With Christ and a cross, a man spreads his message
When Arthur Blessitt's doctors told him he should avoid heavy lifting because they suspected he had a brain aneurysm that might require surgery, his response startled them.

When Arthur Blessitt's doctors told him he should avoid heavy lifting because they suspected he had a brain aneurysm that might require surgery, his response startled them.
"I said, 'But I'm supposed to leave next week, carrying a cross across America,' " Blessitt told his doctors at Glendale Adventist Medical Center in California.
"I was lying in the hospital bed and made a decision. I'd rather die in the will of God than live outside of it. I said yes to carrying the cross for the will of Jesus. I said yes, and I felt great."
That was in 1969. Blessitt has been walking ever since, carrying a 12-foot wooden cross during his 40-year, 38,102-mile journey.

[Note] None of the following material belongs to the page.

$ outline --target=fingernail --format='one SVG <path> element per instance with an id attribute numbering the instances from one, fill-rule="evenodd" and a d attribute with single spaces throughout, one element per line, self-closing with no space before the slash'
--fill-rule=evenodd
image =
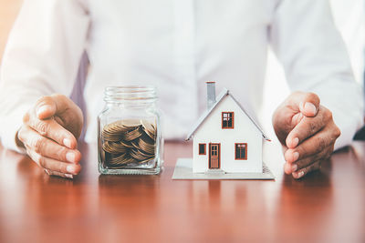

"I realized that the circumstances [his health] did not alter the call that God gave me to cross America. You go where you're supposed to go, one step at a time.
"I'm still alive at 68 and I feel great. I think Jesus did it."
A documentary about this man and his journey opens in theaters across the country today. "The Cross - The Arthur Blessitt Story" is produced and distributed by Gener8Xion Films, which also produced "One Night with the King" in 2006. Matthew Crouch, whose parents founded Trinity Broadcasting Network, makes his directorial debut with "The Cross" and is also one of the film's producers, along with Stephan Blinn and Richard J. Cook.
"The Cross" combines archival film of Blessitt's travels captured by various videographers plus 165 hours of interviews, edited into a 93-minute documentary.
Blessitt's spiritual journey began in the late 1960s, when he was dubbed "The Minister of Sunset Strip." He worked out of a Hollywood coffeehouse, preaching to hippies, Hell's Angels and Black Panthers.
His call - he refers to it as the "eternal rush" - came in September 1969 when he was proselytizing in Garland, Texas.
"I knelt by my bed and prayed. And at 5 a.m., in my little motel room in Texas, I felt Jesus speak."
The message? That he should walk, carrying a wooden cross, to show people the love of Jesus face to face.
Before he could begin, he was diagnosed with a brain aneurysm, but that didn't deter him. He set off from Hollywood on Christmas Day 1969, headed for Washington, D.C. He carried the 12-foot wooden cross that had hung on the wall of his "Jesus" coffeehouse.
The following year, Blessitt carried the cross across war-torn Northern Ireland, starting him on a journey that would eventually take him to 315 nations, territories and island groups. He's walked through 52 war zones, deadly jungles, past firing squads, and even gained permission to enter North Korea.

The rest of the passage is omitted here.